Mahiyet-i insaniyedeki merak ve taleb-i hakikat cihetinden gelen nihayetsiz ıstıraptan kurtaracak yalnız tevhid-i Hâlık ve marifet-i İlahiyedir.
 
Bediüzzaman Said Nursi

İnsanı asıl üzen ve yanlış yollara sevk eden istemediği olaylar, kişiler veya sebepler değildir. Asıl insanı ıstıraplara çeken şey karşılaşan bu olayların ardındaki hikmet ve kader elini görememek, olayları tamamen sebeplere bağlamak ve dar bir bakışla nazar edip büyük ve geniş bir hakikati daracık bir kefeye sığıştırmaya çalışmaktır.

Nitekim insan ne zaman hoşuna gitmeyen bir şeyle karşılaşsa hemen isyanvari bir şekilde “niye ben?” “neden beni bulur” “ben ne ettim ki” “bu adil mi” “ne zaman istediğim olacak” “neden olmuyor” gibi soru cephanesiyle saldırmaya hazırlanır. Ve savaş başlar. Ama kiminle bu savaş? “Neden, kime, neye ve niçin bu saldırı?” soruları ihmal edilir. Körü körüne, tahrik olurcasına, akla ve kalbe sağır bir şekilde, tehevvürle tepkiselleşir insan. Bir sor kendine “silahı kime doğrultuyorsun?” “düşmanın kim?” sor bakalım “gücün bu savaşa yeterli mi?” ne yazık ki insan çoktan tutuşmuş, alevlenmiş, savaşa başlamıştır. Bilmez ki savaştığı kendisidir ve silahı kendine doğrultmuştur ve ateş kendini yakmaktadır ve dolayısıyla kaybeden kendisinden başka hiç kimse olmayacaktır.

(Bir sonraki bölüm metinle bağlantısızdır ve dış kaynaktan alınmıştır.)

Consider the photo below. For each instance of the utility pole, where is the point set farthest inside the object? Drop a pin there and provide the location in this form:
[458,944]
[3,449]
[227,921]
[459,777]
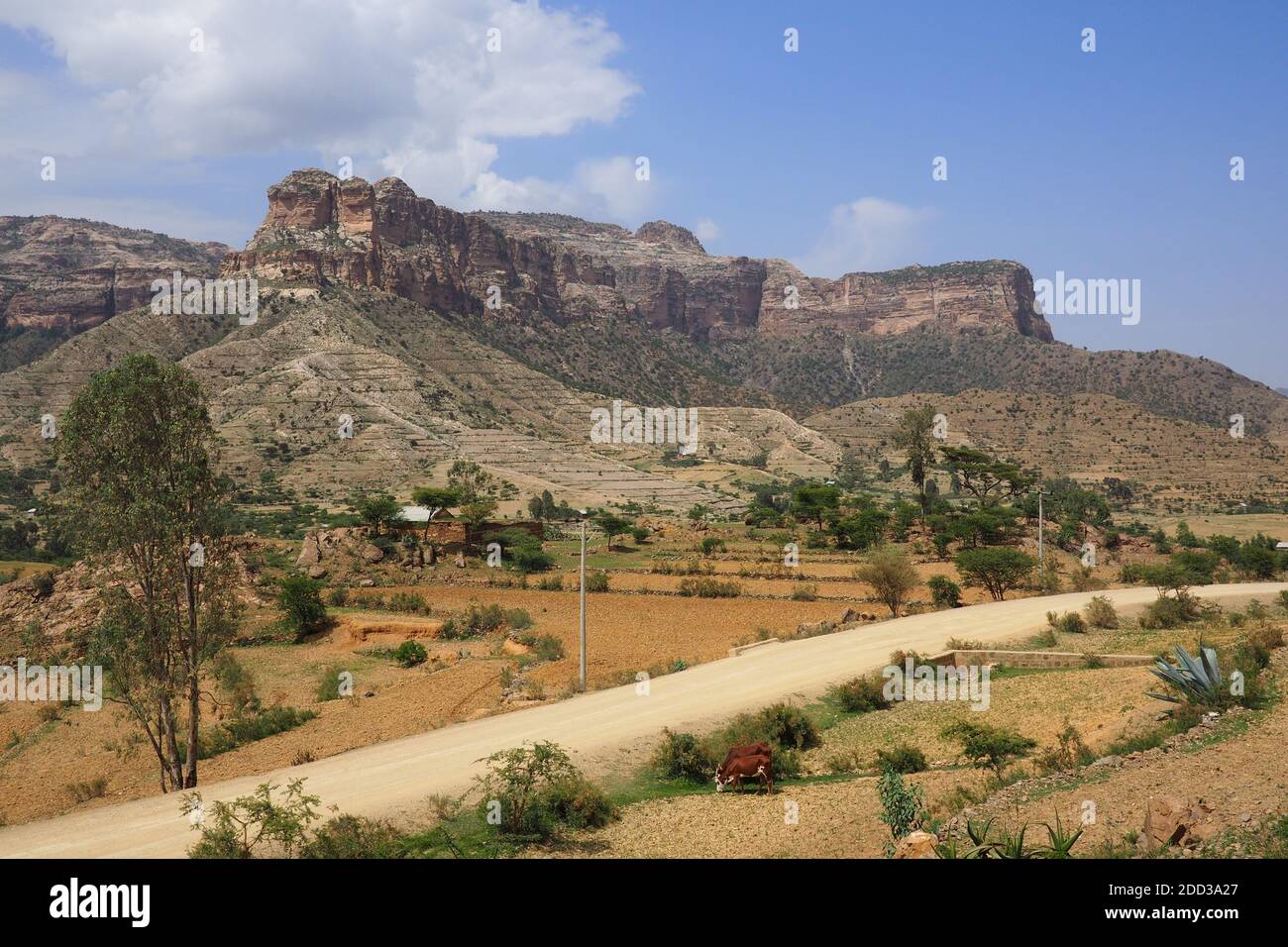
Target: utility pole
[1041,531]
[583,622]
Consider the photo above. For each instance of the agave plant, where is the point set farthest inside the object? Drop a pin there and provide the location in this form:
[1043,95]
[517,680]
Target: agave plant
[1198,682]
[979,845]
[1061,841]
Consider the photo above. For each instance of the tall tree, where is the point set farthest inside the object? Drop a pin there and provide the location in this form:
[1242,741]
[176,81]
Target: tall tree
[984,476]
[138,459]
[476,489]
[915,438]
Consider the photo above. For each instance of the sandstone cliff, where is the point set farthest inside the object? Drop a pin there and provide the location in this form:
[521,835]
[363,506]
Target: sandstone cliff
[561,268]
[65,275]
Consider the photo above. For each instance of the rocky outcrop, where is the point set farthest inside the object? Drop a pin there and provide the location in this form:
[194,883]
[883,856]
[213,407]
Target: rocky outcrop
[953,295]
[1172,821]
[670,235]
[63,275]
[557,266]
[915,845]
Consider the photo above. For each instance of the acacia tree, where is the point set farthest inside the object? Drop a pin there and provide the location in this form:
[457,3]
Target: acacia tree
[476,491]
[984,476]
[146,505]
[996,569]
[893,577]
[914,437]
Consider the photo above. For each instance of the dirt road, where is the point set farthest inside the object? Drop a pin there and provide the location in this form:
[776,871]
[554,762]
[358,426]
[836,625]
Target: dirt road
[393,777]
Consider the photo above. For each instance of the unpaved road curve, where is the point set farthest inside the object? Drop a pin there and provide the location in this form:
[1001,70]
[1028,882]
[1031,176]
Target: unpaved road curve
[385,779]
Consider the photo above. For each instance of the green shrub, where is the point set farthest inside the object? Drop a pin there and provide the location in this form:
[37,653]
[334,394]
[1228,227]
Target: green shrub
[540,791]
[407,602]
[683,757]
[988,748]
[902,759]
[574,802]
[544,647]
[944,592]
[859,694]
[1068,753]
[248,729]
[483,620]
[712,544]
[254,826]
[1069,622]
[784,724]
[708,587]
[88,789]
[903,806]
[1167,612]
[355,836]
[410,654]
[300,602]
[1100,612]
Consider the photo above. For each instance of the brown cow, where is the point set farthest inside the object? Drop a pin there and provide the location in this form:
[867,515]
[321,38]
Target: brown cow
[748,750]
[760,767]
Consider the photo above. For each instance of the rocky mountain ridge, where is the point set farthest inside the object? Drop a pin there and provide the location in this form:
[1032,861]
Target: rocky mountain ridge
[555,266]
[60,275]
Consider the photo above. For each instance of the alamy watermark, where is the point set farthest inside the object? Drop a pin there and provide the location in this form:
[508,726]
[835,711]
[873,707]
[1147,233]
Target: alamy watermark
[1077,296]
[56,684]
[192,296]
[647,425]
[912,682]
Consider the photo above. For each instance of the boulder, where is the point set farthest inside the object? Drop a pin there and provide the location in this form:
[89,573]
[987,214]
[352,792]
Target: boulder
[1173,821]
[309,552]
[915,845]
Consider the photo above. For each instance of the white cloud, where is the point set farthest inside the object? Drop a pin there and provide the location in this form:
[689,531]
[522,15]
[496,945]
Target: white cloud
[403,86]
[870,234]
[706,230]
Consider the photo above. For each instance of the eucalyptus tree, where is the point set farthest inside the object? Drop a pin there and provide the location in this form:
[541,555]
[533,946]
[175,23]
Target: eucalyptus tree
[149,509]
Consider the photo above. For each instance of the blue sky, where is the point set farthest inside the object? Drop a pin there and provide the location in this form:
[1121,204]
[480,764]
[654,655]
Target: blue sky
[1112,163]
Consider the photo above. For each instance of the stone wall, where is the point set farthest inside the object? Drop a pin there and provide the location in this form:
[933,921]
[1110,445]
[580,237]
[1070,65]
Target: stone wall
[455,531]
[1035,659]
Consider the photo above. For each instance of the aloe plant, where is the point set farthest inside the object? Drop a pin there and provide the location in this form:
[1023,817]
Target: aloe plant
[1061,841]
[1198,682]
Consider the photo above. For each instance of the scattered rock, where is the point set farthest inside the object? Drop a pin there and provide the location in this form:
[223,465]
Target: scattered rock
[915,845]
[1172,821]
[309,552]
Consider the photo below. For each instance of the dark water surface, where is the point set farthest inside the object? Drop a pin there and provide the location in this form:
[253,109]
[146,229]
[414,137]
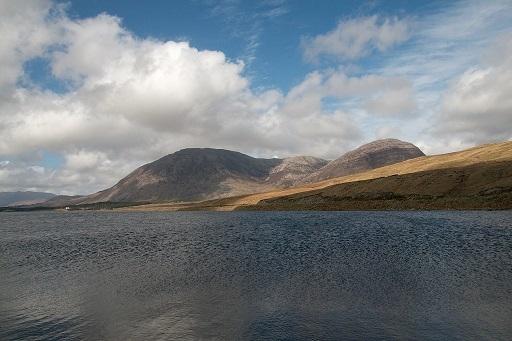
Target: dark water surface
[256,276]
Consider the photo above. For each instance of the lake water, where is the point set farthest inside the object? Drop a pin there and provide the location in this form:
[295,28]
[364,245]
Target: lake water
[256,276]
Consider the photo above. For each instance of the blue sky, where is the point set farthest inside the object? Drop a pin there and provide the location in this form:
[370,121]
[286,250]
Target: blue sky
[92,89]
[232,26]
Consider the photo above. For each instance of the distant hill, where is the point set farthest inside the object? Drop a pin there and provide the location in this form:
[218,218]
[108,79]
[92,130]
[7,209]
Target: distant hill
[476,178]
[197,174]
[369,156]
[23,198]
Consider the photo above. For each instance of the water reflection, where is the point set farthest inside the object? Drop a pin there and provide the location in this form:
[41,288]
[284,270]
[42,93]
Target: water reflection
[232,276]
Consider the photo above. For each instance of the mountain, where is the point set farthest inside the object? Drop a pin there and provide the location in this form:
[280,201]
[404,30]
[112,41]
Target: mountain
[476,178]
[369,156]
[23,198]
[196,174]
[205,173]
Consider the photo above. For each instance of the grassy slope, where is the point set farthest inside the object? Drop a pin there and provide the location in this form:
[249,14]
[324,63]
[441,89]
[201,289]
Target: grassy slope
[479,177]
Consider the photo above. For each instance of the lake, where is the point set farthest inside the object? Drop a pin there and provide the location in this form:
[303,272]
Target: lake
[256,276]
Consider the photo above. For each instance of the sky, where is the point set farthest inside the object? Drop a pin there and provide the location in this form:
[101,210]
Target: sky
[90,89]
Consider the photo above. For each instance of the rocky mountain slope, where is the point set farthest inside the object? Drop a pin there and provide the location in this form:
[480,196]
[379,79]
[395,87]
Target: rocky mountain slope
[476,178]
[369,156]
[196,174]
[293,170]
[205,173]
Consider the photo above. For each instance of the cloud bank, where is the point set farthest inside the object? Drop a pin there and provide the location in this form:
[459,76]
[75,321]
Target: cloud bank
[118,100]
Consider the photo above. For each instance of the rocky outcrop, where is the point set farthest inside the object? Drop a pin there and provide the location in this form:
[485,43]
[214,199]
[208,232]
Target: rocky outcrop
[294,169]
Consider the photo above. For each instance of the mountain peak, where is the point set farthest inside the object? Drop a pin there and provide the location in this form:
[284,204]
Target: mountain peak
[369,156]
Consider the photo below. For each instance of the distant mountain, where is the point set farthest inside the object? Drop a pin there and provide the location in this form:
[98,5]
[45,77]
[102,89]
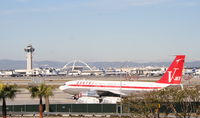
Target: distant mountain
[18,64]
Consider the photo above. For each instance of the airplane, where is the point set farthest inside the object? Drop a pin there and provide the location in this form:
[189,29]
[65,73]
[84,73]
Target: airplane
[172,76]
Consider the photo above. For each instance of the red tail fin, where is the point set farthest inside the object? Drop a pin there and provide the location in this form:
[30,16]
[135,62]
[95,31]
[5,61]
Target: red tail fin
[173,74]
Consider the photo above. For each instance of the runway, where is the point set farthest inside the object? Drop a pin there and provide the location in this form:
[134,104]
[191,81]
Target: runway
[24,97]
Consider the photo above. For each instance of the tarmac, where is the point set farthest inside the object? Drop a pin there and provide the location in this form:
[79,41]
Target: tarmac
[24,97]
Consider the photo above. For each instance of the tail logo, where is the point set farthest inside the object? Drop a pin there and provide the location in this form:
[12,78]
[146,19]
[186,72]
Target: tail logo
[171,76]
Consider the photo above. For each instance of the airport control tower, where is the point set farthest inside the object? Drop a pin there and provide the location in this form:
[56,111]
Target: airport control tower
[29,50]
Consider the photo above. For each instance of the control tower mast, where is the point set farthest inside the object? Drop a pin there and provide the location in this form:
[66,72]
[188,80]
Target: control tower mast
[29,50]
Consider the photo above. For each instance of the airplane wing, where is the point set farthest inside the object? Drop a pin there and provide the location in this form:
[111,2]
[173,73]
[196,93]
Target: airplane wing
[109,92]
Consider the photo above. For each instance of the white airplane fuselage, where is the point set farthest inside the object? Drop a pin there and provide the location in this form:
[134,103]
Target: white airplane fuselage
[172,76]
[117,87]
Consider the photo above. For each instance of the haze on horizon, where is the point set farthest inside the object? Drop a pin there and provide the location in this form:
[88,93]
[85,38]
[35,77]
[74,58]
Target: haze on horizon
[100,30]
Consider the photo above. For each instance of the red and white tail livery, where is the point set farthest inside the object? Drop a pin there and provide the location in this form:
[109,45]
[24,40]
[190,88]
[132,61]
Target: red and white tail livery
[172,76]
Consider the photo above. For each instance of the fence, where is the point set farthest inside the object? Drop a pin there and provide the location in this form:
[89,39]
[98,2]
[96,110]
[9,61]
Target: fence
[67,108]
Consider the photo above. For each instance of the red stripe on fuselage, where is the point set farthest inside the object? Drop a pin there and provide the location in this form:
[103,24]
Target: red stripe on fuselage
[109,86]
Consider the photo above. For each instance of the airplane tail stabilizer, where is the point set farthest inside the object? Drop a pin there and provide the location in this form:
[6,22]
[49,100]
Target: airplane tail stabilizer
[173,75]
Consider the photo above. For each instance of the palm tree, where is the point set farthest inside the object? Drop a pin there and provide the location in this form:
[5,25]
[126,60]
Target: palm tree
[48,93]
[7,91]
[40,91]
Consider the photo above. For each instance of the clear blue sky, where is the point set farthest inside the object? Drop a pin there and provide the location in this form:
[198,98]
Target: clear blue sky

“Sabır, ilk toslama anındadır.” demişti Peygamberimiz. Evet insan ilk toslama anında afallar sersemleşir, beklide yönünü şaşırır, duraksar, sendeler hatta belki de düşer, kendi âleminde ciddi sarsıntılar yaşayabilir. Fakat daha kendini toparlayamadan, sersemliğini atmadan, aklını başına almadan, önünü göremeden, ne olduğunu anlayamadan, sakinleşmeden, güçsüz zayıf bir halette bağırsa çağırsa, daha gözü açılmadan oraya buraya saldırsa ne kadar acınacak ve daha da zayıf hale düşer anlarız. İşte insanın da olaylar ve kişiler karşısındaki durumu da genelde böyledir. Zavallı insan hemen amaçsız hedefsiz yöntemsiz zayıf ve akılsız bir şekilde saldırmaya çalışır. İşte sabır tam da bu an da lazımdır.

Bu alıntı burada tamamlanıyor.